Algunos detalles de su versión revelan este paralelismo: la multiplicación tiene lugar al atardecer y no podemos evitar pensar en el misterioso caminante de Emaús al que se le pide que se quede porque cae la noche; Lucas es el único que nos dice que Jesús hizo dividir a la multitud en grupos de cincuenta, probablemente el número de miembros de una comunidad, más, y lo vemos bien, se convierte en un grupo anónimo sin relaciones; no solo se partían los panes, sino también los peces, algo improbable, pero sabemos que el pescado, en las primeras comunidades, es símbolo de Cristo: es Él quien se parte.
Lucas, en definitiva, nos envía un mensaje claro: el mayor milagro que realizó Jesús no fue alimentar a las personas, sino sus almas, sus corazones.
Haciéndose Él mismo alimento en la Eucaristía. Porque solo Dios puede colmar nuestra infinita necesidad de infinito.
Enseñándonos a convertirnos en pan partido para la humanidad aturdida y agotada.
Al final
Porque, al final, el significado de este Domingo del Corpus Domini está todo y solo aquí: durante la celebración de la Eucaristía, de cada Eucaristía, incluso extraña, coja, apresurada, Jesús se hace pan partido, se arriesga, se entrega.
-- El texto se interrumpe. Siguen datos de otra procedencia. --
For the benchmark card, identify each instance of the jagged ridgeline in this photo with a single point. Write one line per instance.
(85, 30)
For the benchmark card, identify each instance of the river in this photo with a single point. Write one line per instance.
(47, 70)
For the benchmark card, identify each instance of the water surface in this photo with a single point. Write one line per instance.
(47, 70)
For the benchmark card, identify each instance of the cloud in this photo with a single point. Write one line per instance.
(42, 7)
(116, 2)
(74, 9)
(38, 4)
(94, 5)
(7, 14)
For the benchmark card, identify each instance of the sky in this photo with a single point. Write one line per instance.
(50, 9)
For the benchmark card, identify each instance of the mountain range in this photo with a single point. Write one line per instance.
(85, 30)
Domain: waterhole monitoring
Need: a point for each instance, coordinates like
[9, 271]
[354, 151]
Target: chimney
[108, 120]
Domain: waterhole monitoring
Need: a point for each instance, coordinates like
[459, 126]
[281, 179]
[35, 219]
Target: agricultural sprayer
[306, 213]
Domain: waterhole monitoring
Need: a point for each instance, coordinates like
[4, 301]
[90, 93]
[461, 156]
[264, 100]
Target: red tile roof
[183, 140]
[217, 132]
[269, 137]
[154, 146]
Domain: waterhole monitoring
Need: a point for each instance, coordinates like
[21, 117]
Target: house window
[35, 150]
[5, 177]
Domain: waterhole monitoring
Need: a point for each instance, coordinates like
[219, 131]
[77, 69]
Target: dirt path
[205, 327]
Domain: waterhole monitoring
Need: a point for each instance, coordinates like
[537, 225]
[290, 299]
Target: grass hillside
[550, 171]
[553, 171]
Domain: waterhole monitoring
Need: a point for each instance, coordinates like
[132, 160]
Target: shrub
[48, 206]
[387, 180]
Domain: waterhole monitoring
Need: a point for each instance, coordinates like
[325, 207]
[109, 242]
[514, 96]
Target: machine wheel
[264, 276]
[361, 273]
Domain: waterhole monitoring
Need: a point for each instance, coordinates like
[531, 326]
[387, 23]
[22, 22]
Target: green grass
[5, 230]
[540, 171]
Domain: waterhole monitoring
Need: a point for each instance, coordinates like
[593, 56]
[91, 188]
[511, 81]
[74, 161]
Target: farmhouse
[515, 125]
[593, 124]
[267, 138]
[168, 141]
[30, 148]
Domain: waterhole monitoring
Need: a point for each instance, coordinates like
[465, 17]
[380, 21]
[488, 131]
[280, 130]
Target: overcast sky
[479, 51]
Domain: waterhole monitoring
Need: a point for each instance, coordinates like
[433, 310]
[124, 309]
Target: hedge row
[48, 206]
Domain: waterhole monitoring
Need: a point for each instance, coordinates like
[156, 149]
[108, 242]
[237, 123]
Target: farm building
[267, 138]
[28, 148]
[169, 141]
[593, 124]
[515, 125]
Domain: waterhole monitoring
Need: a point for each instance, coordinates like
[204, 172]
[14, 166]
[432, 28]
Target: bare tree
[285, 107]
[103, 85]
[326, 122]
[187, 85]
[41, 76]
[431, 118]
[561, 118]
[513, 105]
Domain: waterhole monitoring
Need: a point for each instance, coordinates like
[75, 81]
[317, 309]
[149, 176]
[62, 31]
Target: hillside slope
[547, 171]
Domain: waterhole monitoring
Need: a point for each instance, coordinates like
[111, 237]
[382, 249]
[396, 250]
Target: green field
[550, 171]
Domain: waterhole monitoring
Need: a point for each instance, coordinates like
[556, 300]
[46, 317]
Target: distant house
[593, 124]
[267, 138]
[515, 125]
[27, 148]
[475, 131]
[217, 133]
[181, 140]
Sin medida, sin condiciones, sin reservas.
Si es así, si tomamos conciencia de ello, si lo saboreamos, entonces no podemos dejar de estar ahí.
Y de alegrarnos, y de hacer todo lo posible para que nuestras celebraciones sean plenas, bellas, auténticas, solares, fuertes, dinámicas, orantes, fuente y culmen de nuestra fe.
Y esta conciencia debe partir del que preside en nombre del Señor, y que se convierte, en ese momento, en pontefice, es decir, puente, instrumento, paso.
Quizás valga la pena, con serenidad, preguntarnos hoy si no deberíamos celebrar menos Misas y devolverle el espacio a Dios en nuestras Misas, que no son una buena costumbre, sino la realización aquí y ahora de la salvación del Señor.
Quizás debamos atrevernos y cuestionarnos, caminar juntos, hacer sínodo. Sin reducir la pastoral y el anuncio, como hemos hecho a menudo, a la multiplicación de ritos y celebraciones.
Hay menos gente en Misa, es cierto. Pero el problema no es que antes las Iglesias estuvieran llenas y ahora estén vacías, sino que debemos preguntarnos con qué las habíamos llenado.
Todavía
Melquisedec, que ofrece (¿o recibe?) el pan y el vino como signo de bendición a Abraham, que regresa victorioso de la batalla contra la Alianza del Norte, siempre se ha interpretado como una prefiguración de Cristo. Y tiene sentido.
Pero cuando se escribió ese episodio, probablemente el mensaje era aún más fuerte: la primera vez que se habla de un gesto cultual realizado por un sacerdote en la Biblia es por la oración de un pagano, un cananeo.
Estamos llamados a reconocer en cada hombre el profundo deseo de Dios, porque todos buscan y dan bendición. Y nosotros, los discípulos, los amados, los agapetoi, ahora sabemos quién es Dios y cómo se hace pan para el camino.
Esta es la Eucaristía que celebra la presencia del Señor que bendice, que dice y hace el bien a cada uno de nosotros.
Que tengamos un buen Domingo. Y una buena Misa, dondequiera que estemos.
No dejemos caer al suelo el don más extraordinario que nos ha dejado el Maestro, que se hace pan y vino.
Nos espera, no faltemos.
Para recibirlo y transmitirlo a los que vendrán después de nosotros.